Confirmation Based FX Trading Plan

Tyler Yell, CMT, Currency Strategist


Talking Points:

-The Benefit of a Trading Plan

-Why Confirmation Matters

-Example of a Confirmation Based Trading Plan

“We’re generally overconfident in our opinions and our impressions and judgments.”

Daniel Khaneman, Thinking, Fast & Slow

The news never stops when trading the FX market. Sometimes, an economic news announcement is met with a surprising price move that entices people into a trade, even a low probability move like one against the trend. This is where a trading plan comes into picture in order to assist traders with a plan to follow as opposed to jumping on every move. Jumping on a move is akin to chasing price which can work sparingly but is also dangerous as some counter trend moves are unsustainable and in time, undesirable to enter.

A Trading Plan Allows The Market To Come To You So You Don't Chase Price

Presented by FXCM’s Marketscope Charts

The recent headlines about Greece and the hopeful agreement with the Eurozone underlies the importance of a trading plan as price pivoted on the latest update and whether it was bullish or bearish without breaking key levels on either side.

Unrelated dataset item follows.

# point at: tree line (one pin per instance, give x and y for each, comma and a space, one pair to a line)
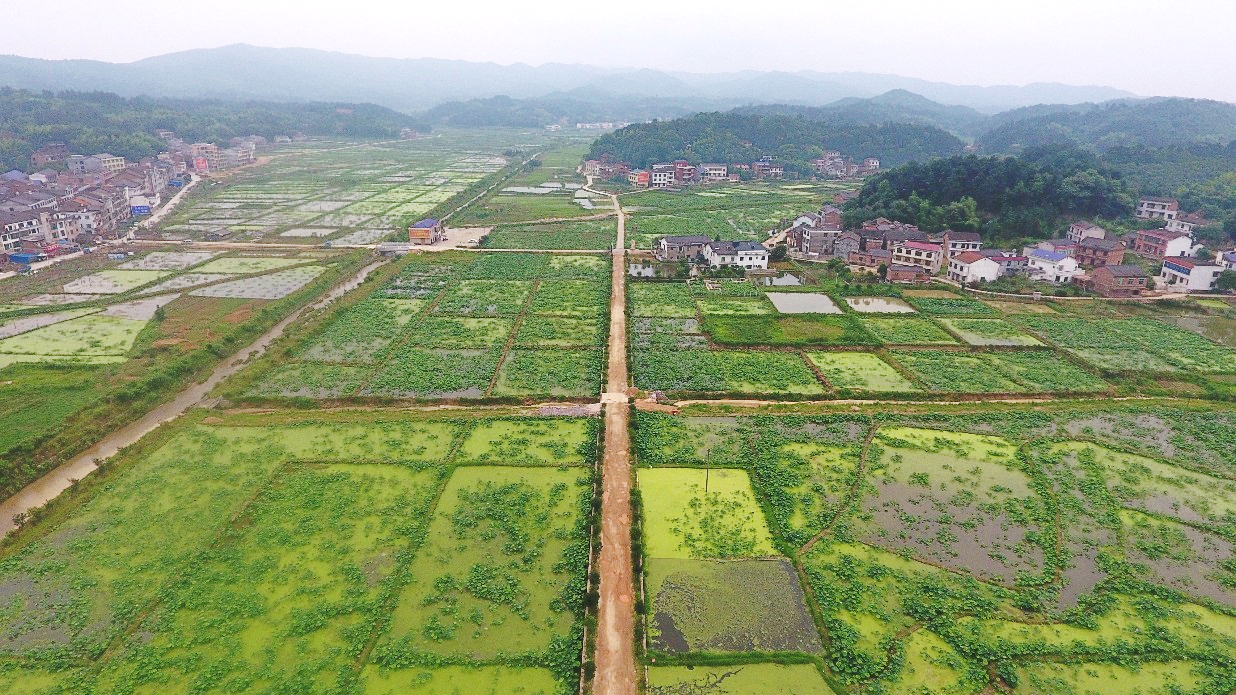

In short, without a trading plan you are subject to the latest headline which as we hilariously heard on Friday can even be misleading. Therefore, a trading plan with a focus on key price action levels can keep you level headed while news that can cause a currency pair to move around higher or lower is often rated on a relative scale of credibility and expectations.


Why Confirmation Matters

Confirmation based trading is the act of waiting for a level to break in the direction of your desired directional move higher or lower in order to enter a trade. My first venture into confirmation based trading was through Elliott Wave. Regardless if you believe that Elliott Wave is the road map that markets follow isn’t critical to understanding the value of confirmation.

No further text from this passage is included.